Fine-Tuning Discrete Diffusion Models with Policy Gradient Methods
Oussama Zekri, Nicolas Boull\'e

TL;DR
This paper introduces SEPO, a novel policy gradient algorithm designed for fine-tuning discrete diffusion models with non-differentiable rewards, demonstrating scalability and efficiency in various generative tasks.
Contribution
We propose a theoretically justified, efficient policy gradient method, SEPO, specifically tailored for fine-tuning discrete diffusion models with non-differentiable rewards.
Findings
SEPO effectively fine-tunes discrete diffusion models.
The method scales well across multiple tasks.
Experimental results show improved performance and efficiency.
Abstract
Discrete diffusion models have recently gained significant attention due to their ability to process complex discrete structures for language modeling. However, fine-tuning these models with policy gradient methods, as is commonly done in Reinforcement Learning from Human Feedback (RLHF), remains a challenging task.

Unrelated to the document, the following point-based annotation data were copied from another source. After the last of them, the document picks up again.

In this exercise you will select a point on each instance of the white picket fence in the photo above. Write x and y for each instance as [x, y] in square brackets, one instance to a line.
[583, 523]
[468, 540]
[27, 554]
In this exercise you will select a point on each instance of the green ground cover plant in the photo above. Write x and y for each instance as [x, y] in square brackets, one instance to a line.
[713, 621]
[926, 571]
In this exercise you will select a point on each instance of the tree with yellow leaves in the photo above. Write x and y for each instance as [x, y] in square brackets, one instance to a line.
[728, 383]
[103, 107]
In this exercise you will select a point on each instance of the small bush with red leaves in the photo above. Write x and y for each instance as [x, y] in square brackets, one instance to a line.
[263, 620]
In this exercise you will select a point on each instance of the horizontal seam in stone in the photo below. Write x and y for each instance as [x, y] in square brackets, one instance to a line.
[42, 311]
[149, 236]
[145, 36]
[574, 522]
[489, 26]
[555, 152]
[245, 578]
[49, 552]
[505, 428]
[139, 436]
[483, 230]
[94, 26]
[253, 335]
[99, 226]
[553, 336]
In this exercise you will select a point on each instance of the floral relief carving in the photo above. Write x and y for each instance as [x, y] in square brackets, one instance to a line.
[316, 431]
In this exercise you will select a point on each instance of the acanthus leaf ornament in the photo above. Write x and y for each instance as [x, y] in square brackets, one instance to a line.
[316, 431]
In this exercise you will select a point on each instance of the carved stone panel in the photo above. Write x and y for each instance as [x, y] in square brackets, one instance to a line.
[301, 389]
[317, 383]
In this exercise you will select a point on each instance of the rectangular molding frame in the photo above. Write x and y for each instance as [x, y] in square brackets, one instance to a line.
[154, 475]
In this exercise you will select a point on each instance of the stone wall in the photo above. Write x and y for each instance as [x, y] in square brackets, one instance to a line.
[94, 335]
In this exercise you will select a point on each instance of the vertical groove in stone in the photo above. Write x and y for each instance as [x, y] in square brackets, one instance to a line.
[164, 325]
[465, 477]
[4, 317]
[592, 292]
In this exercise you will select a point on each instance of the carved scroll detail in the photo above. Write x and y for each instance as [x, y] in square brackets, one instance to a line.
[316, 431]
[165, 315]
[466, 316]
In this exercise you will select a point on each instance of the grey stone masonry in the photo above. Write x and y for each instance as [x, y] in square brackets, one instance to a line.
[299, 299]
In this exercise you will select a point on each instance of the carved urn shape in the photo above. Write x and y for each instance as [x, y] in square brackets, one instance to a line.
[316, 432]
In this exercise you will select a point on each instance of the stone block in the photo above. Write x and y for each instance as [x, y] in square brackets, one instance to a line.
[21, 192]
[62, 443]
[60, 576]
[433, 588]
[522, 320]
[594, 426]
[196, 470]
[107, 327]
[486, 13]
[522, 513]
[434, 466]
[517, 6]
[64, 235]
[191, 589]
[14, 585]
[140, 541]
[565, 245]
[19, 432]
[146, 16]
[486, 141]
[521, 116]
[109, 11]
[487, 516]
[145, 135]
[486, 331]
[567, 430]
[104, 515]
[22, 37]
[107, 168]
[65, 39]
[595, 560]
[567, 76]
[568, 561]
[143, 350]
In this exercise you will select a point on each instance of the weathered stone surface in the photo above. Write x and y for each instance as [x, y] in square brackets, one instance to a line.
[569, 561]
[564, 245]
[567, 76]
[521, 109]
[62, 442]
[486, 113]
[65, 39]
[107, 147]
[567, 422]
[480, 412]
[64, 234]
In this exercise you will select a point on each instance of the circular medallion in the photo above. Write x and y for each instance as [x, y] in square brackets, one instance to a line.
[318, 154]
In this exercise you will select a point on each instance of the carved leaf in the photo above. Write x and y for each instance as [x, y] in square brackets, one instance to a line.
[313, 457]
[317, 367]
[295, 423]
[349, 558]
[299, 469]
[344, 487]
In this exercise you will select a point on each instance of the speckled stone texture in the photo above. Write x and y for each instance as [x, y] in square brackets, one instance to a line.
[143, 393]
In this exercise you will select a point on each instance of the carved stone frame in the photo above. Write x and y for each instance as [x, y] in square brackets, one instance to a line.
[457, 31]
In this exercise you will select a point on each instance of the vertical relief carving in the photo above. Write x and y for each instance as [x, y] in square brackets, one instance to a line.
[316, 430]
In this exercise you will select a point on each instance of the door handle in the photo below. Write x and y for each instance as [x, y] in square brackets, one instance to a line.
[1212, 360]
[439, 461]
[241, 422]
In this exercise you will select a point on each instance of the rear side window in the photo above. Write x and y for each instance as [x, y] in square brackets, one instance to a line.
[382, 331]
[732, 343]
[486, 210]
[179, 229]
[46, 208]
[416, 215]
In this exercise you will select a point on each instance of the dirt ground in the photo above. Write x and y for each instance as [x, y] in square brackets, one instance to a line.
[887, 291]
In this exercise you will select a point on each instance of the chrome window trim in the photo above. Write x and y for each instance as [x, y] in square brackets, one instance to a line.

We propose an efficient, broadly applicable, and theoretically justified policy gradient algorithm, called Score Entropy Policy Optimization (\SEPO), for fine-tuning discrete diffusion models over non-differentiable rewards. Our numerical experiments across several discrete generative tasks demonstrate the scalability and efficiency of our method. Our code is available at https://github.com/ozekri/SEPO.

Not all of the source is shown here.